Comme tout les jeudis


    C'était jeudi.
Comme tout les jeudis, et tout les jours de la semaine, la petite fille marchait, sa main d'enfant caché dans celle de sa mère. Elle enjambait soigneusement les lignes des pavés et sautaient dans les flaques. Elle rentrait de l'école.
La rue tournait à l'angle. Le même angle tout les jours, avec le même vieux monsieur par terre, accompagné de son beau chien noir  caramel, au foulard rouge et sale. Il avait beau avoir la cinquantaine, il semblait usé et vieilli par le temps et l'hiver.

Et, comme tout les jours, la petite fille sentit la pression de la main de sa mère sur la sienne, pour marcher un peu plus vite, pour la serrer contre elle un peu plus fort.

Une fois, la petite fille avait fait coucou de la main au vieil homme, qui avait sourit de sa bouche à moitié édenté, plissant tout les plis de son visage. Mais sa mère lui avait lancé un regard noir, avant de détourner les yeux pour les fixer sur l'horizon, en accélérant le pas.
Et, rentrée à la maison, la petite fille s'était fait gronder. Sur les dangers, et les règles à suivre.
Ne pas suivre les Inconnus.
Ne pas parler aux inconnus.
Ne pas sourire aux inconnus....
Le monde est dangereux, rempli de malades mal intentionnés.
Faire attention. Se méfier.
Et le soir, comme tout les soirs, la mère vérifia  le verrou tourné à double tour,  tira les rideaux, et alluma la veilleuse de sa fille avant de la border.

Alors, les jours qui suivirent  la petite fille aussi accéléra le pas en suivant sa mère.
Puis toute seule, quand elle fut en âge de rentrer chez elle sans surveillance.
Elle baissait les yeux sur les pavés. Les mêmes que ceux entre lesquels elle sautait petite.
Parfois, elle voulait mouiller ses chaussures dans les flaques, mais elle ne le faisait pas. Ça tâcherait son pantalon. Elle continuait de marcher, sans regarder autour.

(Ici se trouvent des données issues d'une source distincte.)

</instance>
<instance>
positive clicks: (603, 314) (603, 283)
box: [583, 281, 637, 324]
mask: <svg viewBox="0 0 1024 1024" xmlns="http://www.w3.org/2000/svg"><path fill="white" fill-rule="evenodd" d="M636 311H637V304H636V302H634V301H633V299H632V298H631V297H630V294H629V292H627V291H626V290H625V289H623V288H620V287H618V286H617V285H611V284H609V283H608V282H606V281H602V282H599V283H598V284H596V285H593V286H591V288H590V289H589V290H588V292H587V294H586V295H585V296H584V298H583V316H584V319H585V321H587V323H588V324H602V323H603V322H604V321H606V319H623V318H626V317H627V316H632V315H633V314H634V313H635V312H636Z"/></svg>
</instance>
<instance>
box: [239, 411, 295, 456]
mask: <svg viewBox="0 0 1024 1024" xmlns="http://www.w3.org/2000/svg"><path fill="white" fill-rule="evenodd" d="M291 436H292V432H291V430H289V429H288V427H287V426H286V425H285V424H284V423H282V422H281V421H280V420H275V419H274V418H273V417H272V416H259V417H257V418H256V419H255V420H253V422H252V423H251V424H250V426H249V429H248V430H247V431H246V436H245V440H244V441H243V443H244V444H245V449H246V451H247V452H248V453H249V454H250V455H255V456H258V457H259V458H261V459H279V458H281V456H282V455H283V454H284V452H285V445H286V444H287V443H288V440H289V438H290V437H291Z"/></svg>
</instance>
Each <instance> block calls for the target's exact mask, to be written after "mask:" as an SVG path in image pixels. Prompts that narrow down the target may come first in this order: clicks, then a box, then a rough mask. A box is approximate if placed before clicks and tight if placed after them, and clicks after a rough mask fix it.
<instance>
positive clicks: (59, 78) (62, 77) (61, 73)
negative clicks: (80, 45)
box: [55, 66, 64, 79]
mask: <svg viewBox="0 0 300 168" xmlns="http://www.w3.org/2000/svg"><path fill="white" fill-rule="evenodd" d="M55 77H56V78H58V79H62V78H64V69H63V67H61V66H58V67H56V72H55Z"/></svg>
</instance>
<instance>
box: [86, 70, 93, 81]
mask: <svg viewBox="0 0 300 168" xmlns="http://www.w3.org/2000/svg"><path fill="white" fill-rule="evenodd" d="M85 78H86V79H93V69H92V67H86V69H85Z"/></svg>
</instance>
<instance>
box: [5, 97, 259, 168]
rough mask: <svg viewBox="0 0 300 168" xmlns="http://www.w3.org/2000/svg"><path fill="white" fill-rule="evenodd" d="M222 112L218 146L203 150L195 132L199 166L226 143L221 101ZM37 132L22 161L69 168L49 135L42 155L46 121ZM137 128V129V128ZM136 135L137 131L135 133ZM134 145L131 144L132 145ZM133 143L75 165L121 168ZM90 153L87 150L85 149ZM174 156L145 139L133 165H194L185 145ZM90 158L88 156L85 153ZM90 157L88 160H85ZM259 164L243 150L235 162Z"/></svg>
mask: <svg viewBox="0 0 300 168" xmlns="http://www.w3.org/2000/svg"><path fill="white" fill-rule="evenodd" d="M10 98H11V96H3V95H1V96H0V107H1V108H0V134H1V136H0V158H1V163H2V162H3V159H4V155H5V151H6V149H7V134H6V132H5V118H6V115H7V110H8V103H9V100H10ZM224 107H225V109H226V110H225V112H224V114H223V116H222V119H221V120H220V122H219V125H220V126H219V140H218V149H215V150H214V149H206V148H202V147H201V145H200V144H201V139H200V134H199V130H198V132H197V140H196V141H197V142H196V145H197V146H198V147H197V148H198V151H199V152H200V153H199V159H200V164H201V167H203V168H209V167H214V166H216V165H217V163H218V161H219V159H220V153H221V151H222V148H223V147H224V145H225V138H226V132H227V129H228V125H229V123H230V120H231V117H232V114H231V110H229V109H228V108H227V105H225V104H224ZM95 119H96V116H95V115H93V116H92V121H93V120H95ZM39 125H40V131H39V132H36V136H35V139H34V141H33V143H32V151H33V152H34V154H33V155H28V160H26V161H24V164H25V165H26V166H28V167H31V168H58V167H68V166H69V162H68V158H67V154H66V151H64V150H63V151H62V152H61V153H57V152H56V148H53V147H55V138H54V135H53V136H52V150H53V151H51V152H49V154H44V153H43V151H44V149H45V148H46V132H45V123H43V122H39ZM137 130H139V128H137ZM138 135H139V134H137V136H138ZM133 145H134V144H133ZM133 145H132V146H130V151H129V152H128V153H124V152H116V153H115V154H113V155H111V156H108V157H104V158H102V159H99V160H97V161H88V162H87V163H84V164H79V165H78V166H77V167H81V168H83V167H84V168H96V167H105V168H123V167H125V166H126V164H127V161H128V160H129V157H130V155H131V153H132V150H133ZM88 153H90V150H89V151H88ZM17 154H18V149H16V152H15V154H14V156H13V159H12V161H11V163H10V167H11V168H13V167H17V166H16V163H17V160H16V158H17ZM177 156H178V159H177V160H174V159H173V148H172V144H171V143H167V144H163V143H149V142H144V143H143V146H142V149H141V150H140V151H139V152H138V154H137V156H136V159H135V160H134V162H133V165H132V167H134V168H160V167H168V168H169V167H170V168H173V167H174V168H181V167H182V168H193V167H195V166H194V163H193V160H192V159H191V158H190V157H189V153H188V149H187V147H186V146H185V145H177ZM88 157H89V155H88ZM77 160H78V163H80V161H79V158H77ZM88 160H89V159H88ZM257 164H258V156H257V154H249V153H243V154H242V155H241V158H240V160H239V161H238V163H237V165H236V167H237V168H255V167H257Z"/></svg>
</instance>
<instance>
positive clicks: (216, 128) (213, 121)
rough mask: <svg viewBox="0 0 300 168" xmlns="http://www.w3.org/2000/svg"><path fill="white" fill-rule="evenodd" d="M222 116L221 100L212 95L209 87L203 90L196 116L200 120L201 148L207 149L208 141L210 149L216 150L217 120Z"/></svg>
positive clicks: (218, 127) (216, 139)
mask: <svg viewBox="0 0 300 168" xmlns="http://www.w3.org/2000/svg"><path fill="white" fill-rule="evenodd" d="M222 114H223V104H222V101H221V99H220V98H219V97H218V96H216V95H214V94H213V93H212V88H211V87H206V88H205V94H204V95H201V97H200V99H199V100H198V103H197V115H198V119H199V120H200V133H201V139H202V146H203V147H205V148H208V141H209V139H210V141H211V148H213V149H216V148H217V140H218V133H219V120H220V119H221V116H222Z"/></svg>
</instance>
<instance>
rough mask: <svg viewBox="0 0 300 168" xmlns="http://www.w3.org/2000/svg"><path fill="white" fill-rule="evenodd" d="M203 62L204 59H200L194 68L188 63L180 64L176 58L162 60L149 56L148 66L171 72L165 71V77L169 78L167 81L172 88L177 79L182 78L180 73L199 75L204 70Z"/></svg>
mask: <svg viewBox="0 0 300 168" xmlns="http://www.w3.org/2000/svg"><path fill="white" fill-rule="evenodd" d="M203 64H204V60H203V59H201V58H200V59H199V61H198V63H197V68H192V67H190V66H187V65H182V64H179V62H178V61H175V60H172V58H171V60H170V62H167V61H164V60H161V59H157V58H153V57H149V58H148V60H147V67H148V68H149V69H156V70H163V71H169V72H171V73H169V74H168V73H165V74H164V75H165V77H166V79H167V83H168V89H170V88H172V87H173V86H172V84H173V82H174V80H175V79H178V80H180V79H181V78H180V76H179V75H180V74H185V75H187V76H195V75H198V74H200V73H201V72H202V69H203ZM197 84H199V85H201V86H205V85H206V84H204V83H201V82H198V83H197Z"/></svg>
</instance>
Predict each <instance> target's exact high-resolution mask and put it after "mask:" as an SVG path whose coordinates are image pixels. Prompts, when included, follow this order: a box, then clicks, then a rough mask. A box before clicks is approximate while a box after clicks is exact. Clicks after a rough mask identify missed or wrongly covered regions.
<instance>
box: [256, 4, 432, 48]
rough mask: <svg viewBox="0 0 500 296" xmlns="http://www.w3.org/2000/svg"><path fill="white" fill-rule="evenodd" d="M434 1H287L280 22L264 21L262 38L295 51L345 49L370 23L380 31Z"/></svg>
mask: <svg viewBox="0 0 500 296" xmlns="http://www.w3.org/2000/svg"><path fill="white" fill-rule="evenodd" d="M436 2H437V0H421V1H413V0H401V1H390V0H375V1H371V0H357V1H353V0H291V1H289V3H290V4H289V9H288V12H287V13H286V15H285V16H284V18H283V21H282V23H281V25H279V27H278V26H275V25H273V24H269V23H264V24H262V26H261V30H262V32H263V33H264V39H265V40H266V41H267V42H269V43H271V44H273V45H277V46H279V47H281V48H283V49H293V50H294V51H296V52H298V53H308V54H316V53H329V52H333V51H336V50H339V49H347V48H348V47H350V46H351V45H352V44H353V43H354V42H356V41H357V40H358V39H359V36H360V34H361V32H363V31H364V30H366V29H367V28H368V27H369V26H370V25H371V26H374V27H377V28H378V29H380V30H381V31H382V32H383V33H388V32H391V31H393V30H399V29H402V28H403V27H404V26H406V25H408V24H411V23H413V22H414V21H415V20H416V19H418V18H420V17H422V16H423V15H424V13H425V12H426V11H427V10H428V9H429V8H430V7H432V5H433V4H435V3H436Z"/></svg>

Mais un jour, la petite fille leva brièvement les yeux. Pas longtemps, pas vraiment intentionnellement.
Mais suffisamment longtemps pour voir le vieil homme essayer de faire une attelle à un oiseau blessé. Il la vit aussi.
Elle ne sut pas quoi faire. Elle baissa de nouveau son regard, mais en souriant discrètement. Puis, les jours qui suivirent, elle lui fit un sourire plus franc. Et il lui rendit son sourire.
Et elle arrêta d'accélérer le pas pour rien. 

Un jeudi, comme tout les jeudis, elle rentra du collège. Et ce jeudi là, elle passa au marché acheter des pommes pour sa mère.
Et comme tout les jeudis, elle passa à l'angle de la rue. Avec le vieux mandiant, de plus en plus vieux.

Qui lui sourit.
Sauf que ce jour là, elle s'arrêta. Elle ne sut pas pourquoi, mais elle s'arrêta.
Et, sans un mot, elle s'assit à côté de l'homme.
Et elle lui tendit une pomme.
Elle lui sourit, caressant doucement la tête du vieux chien au foulard rouge, qui essayait paresseusement de chasser le beau moineau qui piaillait sur son arrière train.

"-Comment s'appelle- t-il ?"

"-Ahh, mon vieux compagnon de vie s'appelle vaillant. Et ce p'tit gars, là, il n'a pas encore de nom."

"-Je peux lui en donner un ? "

Le vieux acquiesça.

Il devrait s'appeler..... Espoir.
Ou Billy boy.

Le vieux rigola, avant de croquer dans la pomme. Ce fut la meilleure pomme de toute sa vie.
























On ne gagne rien à avoir peur sans cesse des autres. Bien sûr, il y a des dangers, des tueurs, des violeurs. Comme il y a des personnes merveilleuses. La peur et la méfiance ne génèrent que la peur et la méfiance. Et l'hostilité qui vient foutre son grain de sel. Effacez ces putains de murs. Être bon avec les autres les rends bons, et vous rends heureux. Alors pourquoi s'enfermer dans des cases ? Le monde n'est pas tout rose, on fait pas nos courses avec des Bisounours. Non, on n'est pas au pays des licornes. Mais c'est pas pour ça qu'on doit avoir une peur panique de tout.